2000年に全集が出ていたことなど全く知らず、図書館の隅の隅に並んでいた全8巻の全集を見つけました。とりあえず第一巻を借りてきました。図書館の全集には箱がなく味気ないのですが、素敵な装丁は文庫版にありました。
「ミラノ 霧の風景」は12のエッセイ集です。第一話「遠い霧の匂い」からミラノの霧に吸い込まれました。
ヴィヴァルディーの四季を(イムジチではありませんが)聞きながら、イタリアに浸って休日の午後の読書を楽しむ予定でしたが、いろいろと中断があり、やはり夜になってしまいました。気分だけ、今日の夕食は、パスタです。

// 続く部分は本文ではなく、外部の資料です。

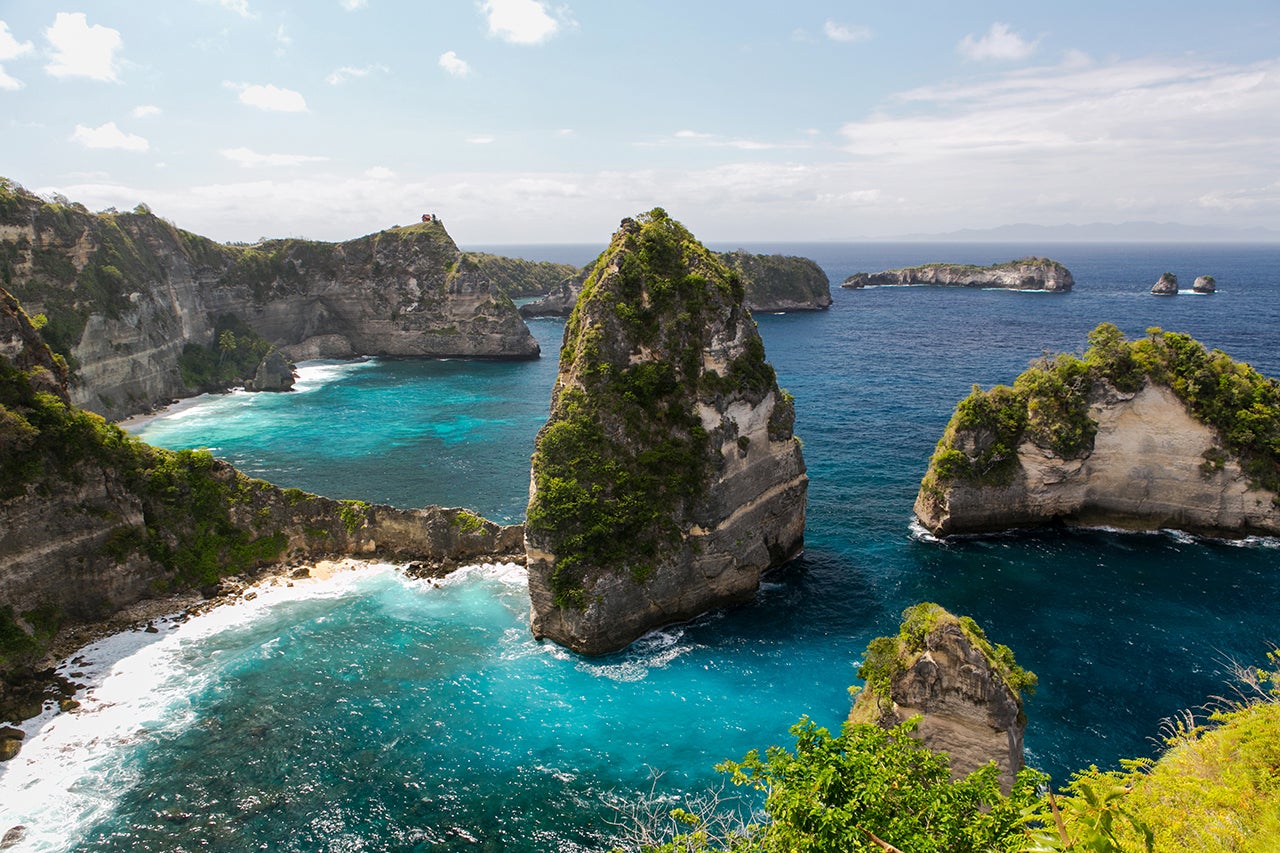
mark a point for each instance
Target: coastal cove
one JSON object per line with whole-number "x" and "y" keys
{"x": 452, "y": 723}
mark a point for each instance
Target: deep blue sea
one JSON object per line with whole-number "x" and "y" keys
{"x": 373, "y": 712}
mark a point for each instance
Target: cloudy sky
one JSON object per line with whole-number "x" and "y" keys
{"x": 548, "y": 121}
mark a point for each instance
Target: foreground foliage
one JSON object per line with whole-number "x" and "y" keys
{"x": 1048, "y": 404}
{"x": 1215, "y": 789}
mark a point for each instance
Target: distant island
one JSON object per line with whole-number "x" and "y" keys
{"x": 1098, "y": 232}
{"x": 1025, "y": 274}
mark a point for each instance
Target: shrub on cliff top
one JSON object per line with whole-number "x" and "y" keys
{"x": 1048, "y": 404}
{"x": 624, "y": 454}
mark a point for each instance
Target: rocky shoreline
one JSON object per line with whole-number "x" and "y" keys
{"x": 54, "y": 684}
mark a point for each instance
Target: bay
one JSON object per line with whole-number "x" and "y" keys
{"x": 389, "y": 715}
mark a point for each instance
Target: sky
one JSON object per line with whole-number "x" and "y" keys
{"x": 549, "y": 121}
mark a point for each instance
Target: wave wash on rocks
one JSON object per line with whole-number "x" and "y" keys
{"x": 667, "y": 479}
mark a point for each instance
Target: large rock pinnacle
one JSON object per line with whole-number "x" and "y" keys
{"x": 667, "y": 479}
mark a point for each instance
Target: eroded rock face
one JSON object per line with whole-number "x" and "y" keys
{"x": 1165, "y": 286}
{"x": 560, "y": 301}
{"x": 91, "y": 520}
{"x": 1028, "y": 274}
{"x": 667, "y": 479}
{"x": 968, "y": 708}
{"x": 126, "y": 293}
{"x": 274, "y": 373}
{"x": 773, "y": 283}
{"x": 1152, "y": 466}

著者が留学してから12年間を過ごしたミラノの人々と風景を、帰国後20年経って発表した、まさに珠玉のエッセイです。イタリアといえば、単純に太陽のきらめく地中海の風景を想像する私に、北イタリアミラノの冬の冷たい霧を教えてくれました。イタリアの生活、夫の死、友人との出会いと別れ、本との出合いが、透明感のある明晰な文章で静かに綴られています。

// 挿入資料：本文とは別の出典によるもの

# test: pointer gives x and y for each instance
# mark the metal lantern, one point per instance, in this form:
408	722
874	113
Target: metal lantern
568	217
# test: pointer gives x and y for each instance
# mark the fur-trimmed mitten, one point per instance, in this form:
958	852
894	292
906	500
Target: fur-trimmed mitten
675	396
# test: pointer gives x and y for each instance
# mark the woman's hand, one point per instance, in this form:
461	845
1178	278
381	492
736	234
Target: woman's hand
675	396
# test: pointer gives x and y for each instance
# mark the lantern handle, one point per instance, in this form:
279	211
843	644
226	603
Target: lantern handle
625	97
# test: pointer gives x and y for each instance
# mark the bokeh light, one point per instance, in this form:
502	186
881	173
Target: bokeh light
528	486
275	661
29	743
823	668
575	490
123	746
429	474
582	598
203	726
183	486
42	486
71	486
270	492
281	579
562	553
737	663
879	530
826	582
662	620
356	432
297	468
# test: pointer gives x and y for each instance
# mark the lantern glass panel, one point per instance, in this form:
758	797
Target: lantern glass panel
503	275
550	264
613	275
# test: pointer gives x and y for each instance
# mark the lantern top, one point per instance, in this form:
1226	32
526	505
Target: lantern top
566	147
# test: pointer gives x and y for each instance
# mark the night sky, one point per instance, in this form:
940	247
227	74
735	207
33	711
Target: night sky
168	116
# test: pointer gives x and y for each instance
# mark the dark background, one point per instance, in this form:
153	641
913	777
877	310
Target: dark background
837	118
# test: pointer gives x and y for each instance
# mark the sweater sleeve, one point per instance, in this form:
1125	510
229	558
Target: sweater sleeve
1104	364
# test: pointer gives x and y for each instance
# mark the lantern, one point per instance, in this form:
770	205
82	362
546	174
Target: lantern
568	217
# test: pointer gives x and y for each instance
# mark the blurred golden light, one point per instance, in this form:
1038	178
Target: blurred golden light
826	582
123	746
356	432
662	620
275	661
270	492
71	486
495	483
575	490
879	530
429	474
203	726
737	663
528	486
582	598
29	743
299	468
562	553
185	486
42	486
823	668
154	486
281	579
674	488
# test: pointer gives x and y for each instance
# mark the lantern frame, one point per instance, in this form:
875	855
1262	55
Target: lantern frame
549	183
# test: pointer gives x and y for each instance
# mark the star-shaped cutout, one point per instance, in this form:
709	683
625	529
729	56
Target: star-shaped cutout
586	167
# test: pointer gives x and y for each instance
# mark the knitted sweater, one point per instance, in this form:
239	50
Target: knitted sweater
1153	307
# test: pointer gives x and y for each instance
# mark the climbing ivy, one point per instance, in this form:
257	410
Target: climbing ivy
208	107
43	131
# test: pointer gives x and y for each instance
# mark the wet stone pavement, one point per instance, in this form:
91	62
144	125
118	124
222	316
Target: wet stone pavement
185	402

イタリアの地名も地理も歴史も知識がないので調べながら読んだのですが、著者のイタリア文学の翻訳者研究者であった部分を理解する事はできませんでした。イタリア文学体験はほとんどゼロで、ダンテはまだ読めていないし、モラビアをほんのすこし、カルヴィーノはSF方面から入って読んだだけなので、思想的背景が全くわかりませんでした。
しかし、あとがきの最後の『いまは霧の向こうの世界に行ってしまった友人たちに、この本を捧げる。』という文章がすべてを物語るようです。死ぬまでにナポリもイタリアも見ることはないでしょうが、言葉の力によって、その地域と時代の息遣いようなものを、たしかに感じたのだと思います。